OVERVIEW
Excavation of the site took place between October 2015 and March 2016 as part of the 3 Parramatta Square Development for Parramatta City Council. Casey & Lowe undertook the excavation of historic-period archaeology while Comber Consultants tested for Aboriginal remains.
PRE-1788 LANDSCAPE
The site was located in savanna grassland where eucalypts and sclerophyll shrubs were uncommon and casuarinas or she-oaks and ferns lined the local creekline running through the western edge of the site. The presence of fossil pollens of hornwort and fungal spores is likely to reflect Indigenous burning practices.
The creekline crossed through the site with higher ground to the southeast, meaning all rain water flowed to the lower ground of the site.
Aboriginal Archaeology
The Burramatta clan of the Darug lived at Parramatta before the British came in 1788. The Burramatta spoke an inland dialect of the Darug language. Parramatta is part of their traditional hunting and fishing grounds. Ducks, mullet, crayfish, shellfish and turtles lived in the freshwater streams feeding into the Parramatta River.
Shellfish remains found in Aboriginal middens include: rock and mud oysters, cockles, mud whelks, winkles and horn shells. Aboriginal people travelled in canoes made from bark of the bangalay tree (E bitryoides). The men used spears and the women shell hooks to catch food from the river.
Town Drain
Within the roadway at the western side of the site was a c.1840 section of the Town Drain built by convicts. There are earlier sections to the north which date to the 1820s. The drain passed through central Parramatta allowing water from the once flood-prone land of Parramatta Square to flow into the Parramatta River.
HOUSE 4 (C.1819-C.1883)
3 Parramatta Square includes lots 28 and 30. On 30 June 1823 John Thorn, the Chief Constable of Parramatta, received a lease on Lot 30, and possibly lived here with his wife Jane Matilda and their six children.

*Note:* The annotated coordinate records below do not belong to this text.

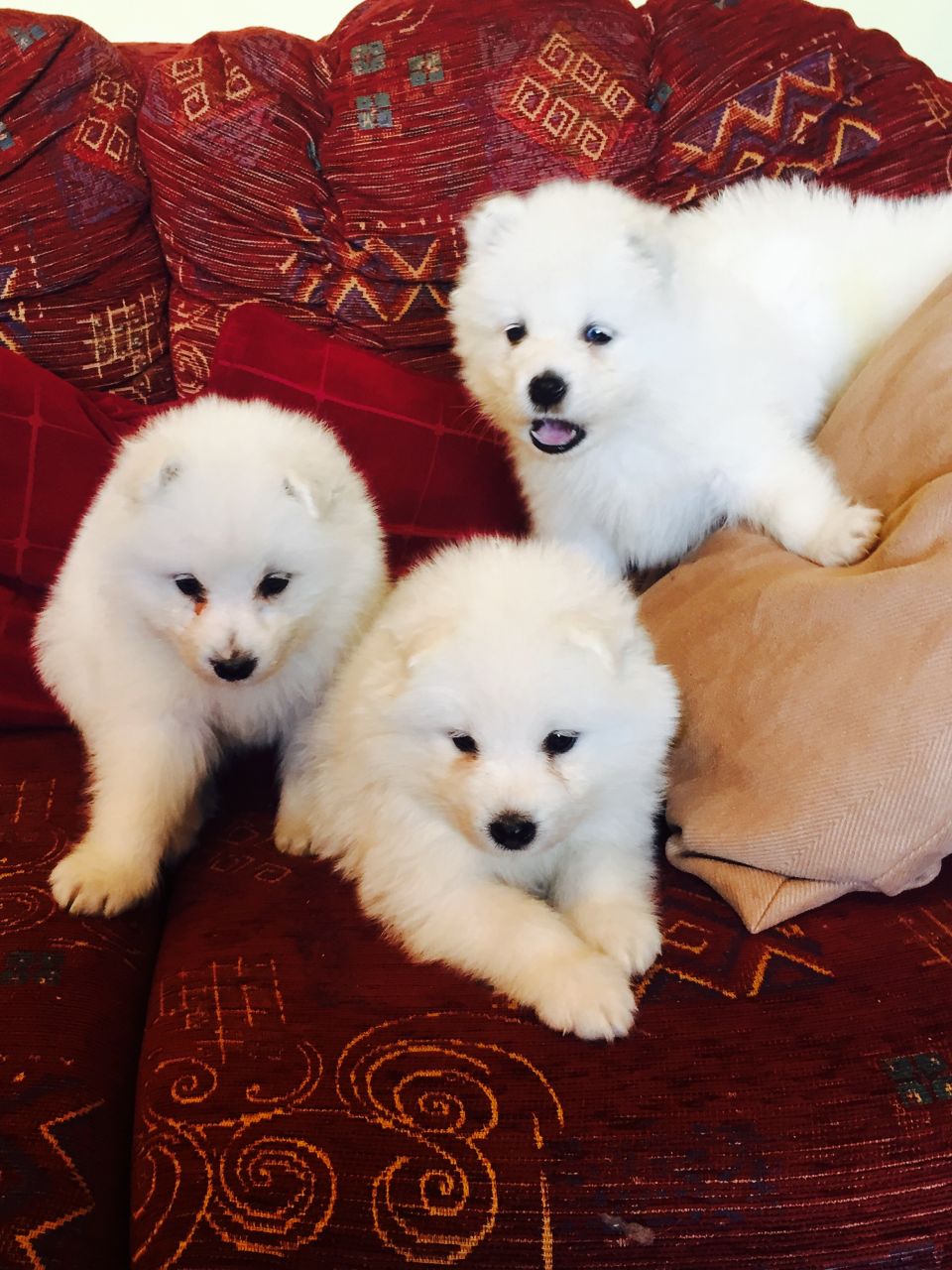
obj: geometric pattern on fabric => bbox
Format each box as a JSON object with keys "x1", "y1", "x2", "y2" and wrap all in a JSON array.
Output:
[
  {"x1": 132, "y1": 759, "x2": 952, "y2": 1270},
  {"x1": 0, "y1": 9, "x2": 173, "y2": 401}
]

When John Thorn died in August 1838 he and his family were living at another property in George Street, Parramatta. The house on Lot 30 was probably occupied by tenants. Later owners of this site were George Jenkins Cavill (1845-1860), then John and Harriet Holland (1864-1898) who left the property to their children.
The remains of the c.1819 house were interesting – it was a timber house, possibly of slab construction with a stone fireplace and a small brick well. The surviving timbers from house were red gum (Eucalyptus parramattensis), red ironbark (Eucalyptus crebra) and grey ironbark (Eucalyptus siderophloia). The house was later extended with further rooms to the east and by 1858 had a considerable garden and outbuildings (see 1858 plan).
JOHN AND HARRIET HOLLAND HOUSE
John Holland was convicted for highway robbery in July 1839 and arrived in NSW on 14 July 1840. He received a sentence of 15 years. Harriet had arrived free and married John Holland when she was about 20 years old in 1849. John Holland had a publican’s licence by 1854 for the Star Inn, Church Street. He and Harriet lived above the Star Inn, probably with other family members.
Harriet Holland was widowed in 1874. She was operating the Star Inn in Church Street between 1874 and the 1880s and then moved to Macquarie Street, in the villa called Cranbrook, on the western side of the site. Harriet died in her new Macquarie Street villa on 1 May 1898, aged 68, and was buried with John, her son John Henry Holland (5 months old when he died in 1867) and her parents in St John’s Cemetery.
To create Cranbrook the original cottage on Lot 30 was demolished in c.1883. On the eastern side of the same allotment two semi-detached villas were also built (1895 map). These were all demolished in the 1960s for the modern Post Office building.
Harriet built her villa and two terrace houses to provide rental income, which when added to the profits from the Star Inn, created considerable revenue for her and her family. She had transcended her early life and became the successful matriarch of a family. She did not leave all the land to her son (John Alexander 1870-1939) but shared it with her two daughters, Harriet (1869-1955) and Edith Emma (1873-1932).
The focus of the archaeological work is on the excavation and recording of the site so we have a detailed understanding of what was discovered and its significance.
We found considerable evidence for the houses that Harriet built and which her daughters and son inherited. When the original c.1819 house was demolished in c.1883 the whole area was backfilled to raise it 0.5m to 1m above the flood zone. The new houses had deep footings made of well-made bricks with heart-shaped frogs. The variety of coloured tiles from the fireplaces indicate the expense to which Harriet went building her villa, Cranbrook.
Study of the artefacts lost below the floorboards and discarded in the yards of the houses will help reveal more about Harriet’s family and other residents of the site about whom we have little historical information.